Berle led the DEC under Gov. Hugh Carey from 1976-79, and he and Grannis had both held the same State Assembly seat for Manhattan’s Upper East Side. Grannis, like Berle, was a long-time friend to New York’s environment and had substantial support from the environmental community.

Now there’s a third link: both commissioners were fired from the state environmental department after stormy tenures. What’s different this time around is the state of affairs at DEC. The agency Grannis left behind is plagued by budget cuts and controversy over New York’s most pressing environmental issue today – proposed gas drilling upstate.

Here’s a bit of history. Berle, the son of an aide to Franklin Delano Roosevelt, was an aggressive environmental advocate in the legislature and continued to fight those battles as head of DEC, a visible and expanding agency at the time. He took enforcement action against the Love Canal chemical dump site at Niagara Falls and sued General Electric for contaminating the Hudson River with PCBs. But the commissioner got caught in the cross-fire of the most contentious environmental issue in the Carey years – the proposed construction of Westway, a four-mile stretch of highway on Manhattan’s West Side.

The old highway was beginning to crumble after years of neglect, and the federal government promised the Koch administration extensive subsidies for the project. A broad, powerful coalition of developers, financial institutions, construction unions, political party apparatchiks, and even the Army Corps of Engineers supported the plan. An army of lobbyists descended on Albany to get the required approvals for the $2 billion highway segment, the most expensive project of its type in history.

Environmentalists fought back along a multitude of fronts, citing potential impacts on endangered species as well as probable clean air and clean water impacts. After Berle denied the developers necessary Clean Air Act permits, the Westway lobby went into high attack-mode. Carey fired Berle in 1979, with broad public ramifications. Berle moved on in his distinguished career, leading the National Audubon Society for decades.

Grannis, on the other hand, headed DEC until Gov. Paterson booted him out last month in the heat of record budget cuts inflicted on the agency. The reason? An unsigned, undated internal memo was leaked to the press, stating that in light of another round of job cuts, “DEC is in the weakest position that it has been since it was created 40 years ago...many of our programs are hanging by a thread. The public would be shocked to learn how thin we are.”

There’s no question that DEC has been disproportionately hit by cuts. Paterson’s latest round of job cuts proposes laying off another 209 people at the agency, which would bring the total loss to over 800 staff members since 2008. That means that more heads are rolling in New York’s environmental enforcement world than anywhere else in his administration.

Fewer staff, of course, means fewer enforcement actions – fewer petroleum spills cleaned up and fewer environmental reviews.
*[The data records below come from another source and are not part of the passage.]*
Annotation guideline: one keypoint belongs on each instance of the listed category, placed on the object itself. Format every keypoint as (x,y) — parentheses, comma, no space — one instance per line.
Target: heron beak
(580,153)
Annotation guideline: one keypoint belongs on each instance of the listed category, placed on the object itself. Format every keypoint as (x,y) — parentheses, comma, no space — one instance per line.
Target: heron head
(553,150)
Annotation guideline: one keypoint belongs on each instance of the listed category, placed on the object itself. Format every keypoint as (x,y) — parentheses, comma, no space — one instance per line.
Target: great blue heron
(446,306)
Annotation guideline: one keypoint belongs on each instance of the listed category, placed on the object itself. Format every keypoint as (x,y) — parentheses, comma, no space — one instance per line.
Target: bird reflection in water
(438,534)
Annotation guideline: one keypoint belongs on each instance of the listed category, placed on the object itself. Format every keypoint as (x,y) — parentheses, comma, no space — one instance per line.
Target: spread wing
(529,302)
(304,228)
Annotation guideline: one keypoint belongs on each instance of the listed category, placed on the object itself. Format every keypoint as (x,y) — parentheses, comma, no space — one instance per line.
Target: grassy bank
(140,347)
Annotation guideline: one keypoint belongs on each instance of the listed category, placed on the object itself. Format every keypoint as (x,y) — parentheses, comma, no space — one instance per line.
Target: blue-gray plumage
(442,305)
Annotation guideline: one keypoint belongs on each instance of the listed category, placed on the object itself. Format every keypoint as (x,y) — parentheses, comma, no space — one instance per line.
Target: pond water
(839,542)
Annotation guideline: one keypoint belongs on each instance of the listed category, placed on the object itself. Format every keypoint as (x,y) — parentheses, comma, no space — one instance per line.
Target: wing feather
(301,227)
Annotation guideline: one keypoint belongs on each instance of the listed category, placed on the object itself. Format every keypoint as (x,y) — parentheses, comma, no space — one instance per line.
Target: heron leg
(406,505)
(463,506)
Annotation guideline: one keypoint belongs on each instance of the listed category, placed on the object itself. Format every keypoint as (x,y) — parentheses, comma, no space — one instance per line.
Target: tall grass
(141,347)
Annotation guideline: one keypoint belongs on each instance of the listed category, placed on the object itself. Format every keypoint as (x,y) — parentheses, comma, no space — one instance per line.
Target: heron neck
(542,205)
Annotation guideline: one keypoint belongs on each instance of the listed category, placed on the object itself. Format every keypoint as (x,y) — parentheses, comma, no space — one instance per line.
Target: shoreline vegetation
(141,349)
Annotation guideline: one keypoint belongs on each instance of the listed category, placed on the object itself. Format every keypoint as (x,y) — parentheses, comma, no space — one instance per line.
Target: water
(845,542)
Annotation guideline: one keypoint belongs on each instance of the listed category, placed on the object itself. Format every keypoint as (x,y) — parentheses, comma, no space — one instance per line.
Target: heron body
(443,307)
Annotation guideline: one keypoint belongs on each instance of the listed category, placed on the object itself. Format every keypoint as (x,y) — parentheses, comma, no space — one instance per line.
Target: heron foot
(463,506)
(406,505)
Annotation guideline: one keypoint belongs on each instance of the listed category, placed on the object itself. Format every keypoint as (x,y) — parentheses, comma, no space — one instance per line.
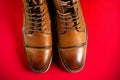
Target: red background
(103,54)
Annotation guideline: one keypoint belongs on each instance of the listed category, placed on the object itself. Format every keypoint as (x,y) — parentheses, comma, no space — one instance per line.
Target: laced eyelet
(35,17)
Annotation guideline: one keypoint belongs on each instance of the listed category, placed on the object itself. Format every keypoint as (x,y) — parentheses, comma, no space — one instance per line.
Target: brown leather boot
(72,36)
(37,34)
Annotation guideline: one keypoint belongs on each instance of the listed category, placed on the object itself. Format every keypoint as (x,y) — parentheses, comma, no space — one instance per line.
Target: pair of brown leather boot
(72,36)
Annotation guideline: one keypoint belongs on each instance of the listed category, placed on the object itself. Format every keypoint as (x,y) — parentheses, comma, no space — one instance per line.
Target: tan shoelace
(35,19)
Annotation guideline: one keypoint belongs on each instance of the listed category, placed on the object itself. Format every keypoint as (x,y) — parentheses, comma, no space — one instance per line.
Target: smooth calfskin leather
(72,34)
(37,34)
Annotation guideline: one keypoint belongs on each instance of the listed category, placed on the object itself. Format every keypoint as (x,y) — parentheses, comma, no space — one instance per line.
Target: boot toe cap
(39,59)
(73,58)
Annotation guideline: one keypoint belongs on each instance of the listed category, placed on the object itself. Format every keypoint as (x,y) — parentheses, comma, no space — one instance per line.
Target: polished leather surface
(72,35)
(37,34)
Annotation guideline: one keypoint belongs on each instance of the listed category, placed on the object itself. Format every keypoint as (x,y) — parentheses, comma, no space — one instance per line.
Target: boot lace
(35,17)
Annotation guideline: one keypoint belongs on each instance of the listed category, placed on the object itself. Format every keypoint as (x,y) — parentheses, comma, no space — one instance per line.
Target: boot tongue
(60,5)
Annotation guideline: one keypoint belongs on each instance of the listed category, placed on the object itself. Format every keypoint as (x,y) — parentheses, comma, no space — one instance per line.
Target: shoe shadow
(14,17)
(56,58)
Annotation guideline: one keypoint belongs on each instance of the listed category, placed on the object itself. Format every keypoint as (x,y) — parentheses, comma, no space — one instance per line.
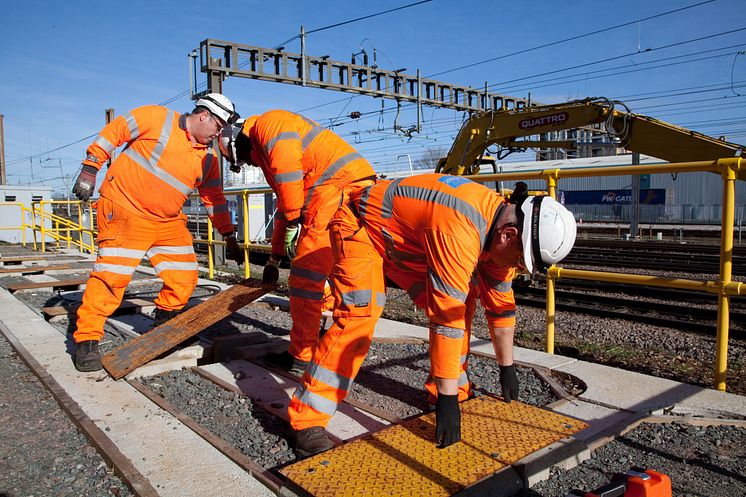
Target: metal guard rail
(724,287)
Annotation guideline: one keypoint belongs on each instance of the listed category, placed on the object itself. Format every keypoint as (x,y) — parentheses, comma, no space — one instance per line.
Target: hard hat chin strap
(539,263)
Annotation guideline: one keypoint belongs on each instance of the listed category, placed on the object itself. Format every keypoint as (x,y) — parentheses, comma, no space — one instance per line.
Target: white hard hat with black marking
(548,232)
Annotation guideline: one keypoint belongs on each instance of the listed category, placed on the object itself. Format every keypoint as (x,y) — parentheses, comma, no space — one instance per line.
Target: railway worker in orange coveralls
(447,241)
(311,170)
(166,156)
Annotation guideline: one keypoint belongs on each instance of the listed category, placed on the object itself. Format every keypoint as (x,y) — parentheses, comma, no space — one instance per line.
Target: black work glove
(271,272)
(86,182)
(509,382)
(232,251)
(447,420)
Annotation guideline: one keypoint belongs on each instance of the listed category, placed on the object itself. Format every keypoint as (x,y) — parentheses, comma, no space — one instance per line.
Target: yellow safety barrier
(23,226)
(63,228)
(724,287)
(247,246)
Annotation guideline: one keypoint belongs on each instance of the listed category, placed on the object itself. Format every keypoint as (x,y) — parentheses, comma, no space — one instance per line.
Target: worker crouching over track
(311,170)
(139,209)
(447,241)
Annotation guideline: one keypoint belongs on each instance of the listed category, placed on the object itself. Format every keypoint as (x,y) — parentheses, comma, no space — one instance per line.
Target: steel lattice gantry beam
(222,58)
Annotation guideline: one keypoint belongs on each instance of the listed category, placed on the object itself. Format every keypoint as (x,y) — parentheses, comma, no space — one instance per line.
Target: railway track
(678,316)
(664,256)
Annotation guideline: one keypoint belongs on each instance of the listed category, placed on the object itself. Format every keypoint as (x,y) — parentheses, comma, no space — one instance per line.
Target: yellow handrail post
(90,228)
(730,168)
(551,178)
(23,225)
(246,266)
(41,222)
(210,263)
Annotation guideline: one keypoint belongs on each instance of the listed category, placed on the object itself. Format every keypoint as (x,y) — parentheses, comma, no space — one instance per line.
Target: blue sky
(65,62)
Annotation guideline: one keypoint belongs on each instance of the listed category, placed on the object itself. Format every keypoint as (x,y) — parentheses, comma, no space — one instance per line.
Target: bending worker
(139,209)
(446,240)
(309,168)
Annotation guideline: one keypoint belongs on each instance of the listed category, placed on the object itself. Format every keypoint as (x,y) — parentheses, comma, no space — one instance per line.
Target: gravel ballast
(44,454)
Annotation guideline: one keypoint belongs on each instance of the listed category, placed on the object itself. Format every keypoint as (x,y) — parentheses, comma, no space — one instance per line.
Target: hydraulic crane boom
(634,132)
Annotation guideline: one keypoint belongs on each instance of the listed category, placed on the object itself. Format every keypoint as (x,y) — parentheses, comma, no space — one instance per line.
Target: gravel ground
(43,453)
(701,461)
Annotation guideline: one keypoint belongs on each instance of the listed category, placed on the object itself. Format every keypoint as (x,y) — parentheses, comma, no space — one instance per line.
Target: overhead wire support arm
(275,64)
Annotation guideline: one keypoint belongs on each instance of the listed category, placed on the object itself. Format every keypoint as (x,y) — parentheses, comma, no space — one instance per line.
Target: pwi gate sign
(650,196)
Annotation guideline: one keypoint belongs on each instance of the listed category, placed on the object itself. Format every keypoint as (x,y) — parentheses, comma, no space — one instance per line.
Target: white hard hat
(219,106)
(548,235)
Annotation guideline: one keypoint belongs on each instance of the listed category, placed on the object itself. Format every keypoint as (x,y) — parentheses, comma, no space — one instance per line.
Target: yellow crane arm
(635,132)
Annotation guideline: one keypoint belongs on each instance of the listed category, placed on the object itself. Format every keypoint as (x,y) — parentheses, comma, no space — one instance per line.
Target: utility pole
(109,113)
(3,177)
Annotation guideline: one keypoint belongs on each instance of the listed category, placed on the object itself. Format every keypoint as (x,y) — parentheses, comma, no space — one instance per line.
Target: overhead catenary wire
(187,92)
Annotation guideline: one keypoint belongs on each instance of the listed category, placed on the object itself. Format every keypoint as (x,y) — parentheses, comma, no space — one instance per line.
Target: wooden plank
(34,270)
(48,284)
(20,258)
(128,306)
(136,352)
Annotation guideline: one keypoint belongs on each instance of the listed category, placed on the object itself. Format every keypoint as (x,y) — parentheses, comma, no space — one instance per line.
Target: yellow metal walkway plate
(404,460)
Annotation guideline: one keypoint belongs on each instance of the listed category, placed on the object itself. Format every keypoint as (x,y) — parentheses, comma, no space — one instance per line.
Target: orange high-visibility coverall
(431,231)
(309,168)
(139,211)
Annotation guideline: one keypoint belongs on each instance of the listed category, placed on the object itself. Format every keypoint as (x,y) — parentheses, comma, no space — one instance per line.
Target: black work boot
(87,357)
(311,441)
(284,360)
(162,316)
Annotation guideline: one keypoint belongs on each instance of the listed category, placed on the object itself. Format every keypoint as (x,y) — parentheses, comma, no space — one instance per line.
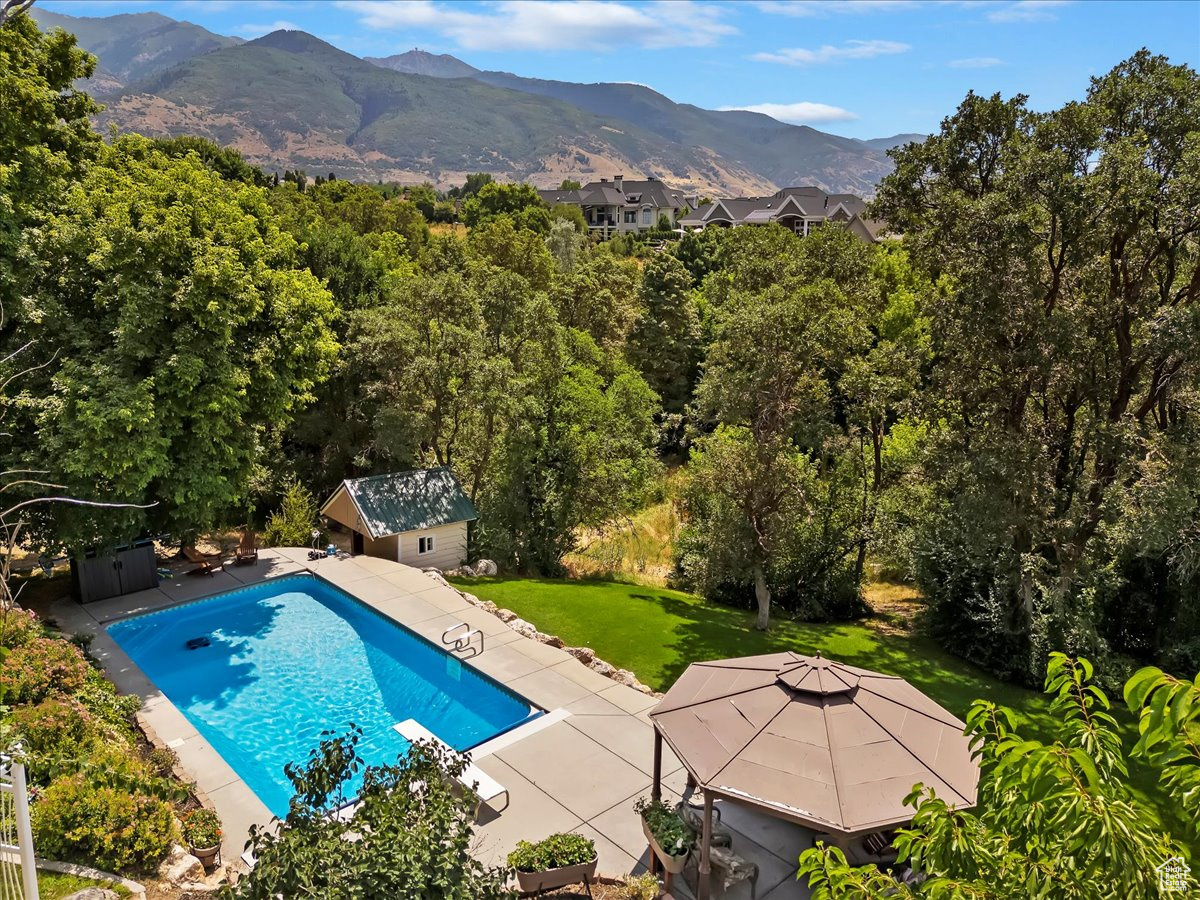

Bob Sweeney, the Long Island Democrat who chairs the Assembly Environmental Conservation Committee, told the Albany Times-Union that the state is “unable to access federal funding for ourselves and not-for-profit agencies because DEC no longer has the people to do the paperwork. How dumb is that?"

So there’s not enough staff to inspect, investigate, analyze or even raise available money out there to keep the agency’s programs running. Grannis denies responsibility for the leak but has come out swinging to protest the evisceration his former agency. Like Berle, Grannis has another act coming – but DEC is in dire straits, possibly crippled. His departure leaves the agency weakened and vulnerable to further decline.

The incoming Cuomo administration needs to consider the agency’s crisis in the next budget round – and in its approach to the controversial hydrofracking. This disruptive industrialization of rural New York will require massive regulatory and enforcement resources, far beyond DEC’s current condition.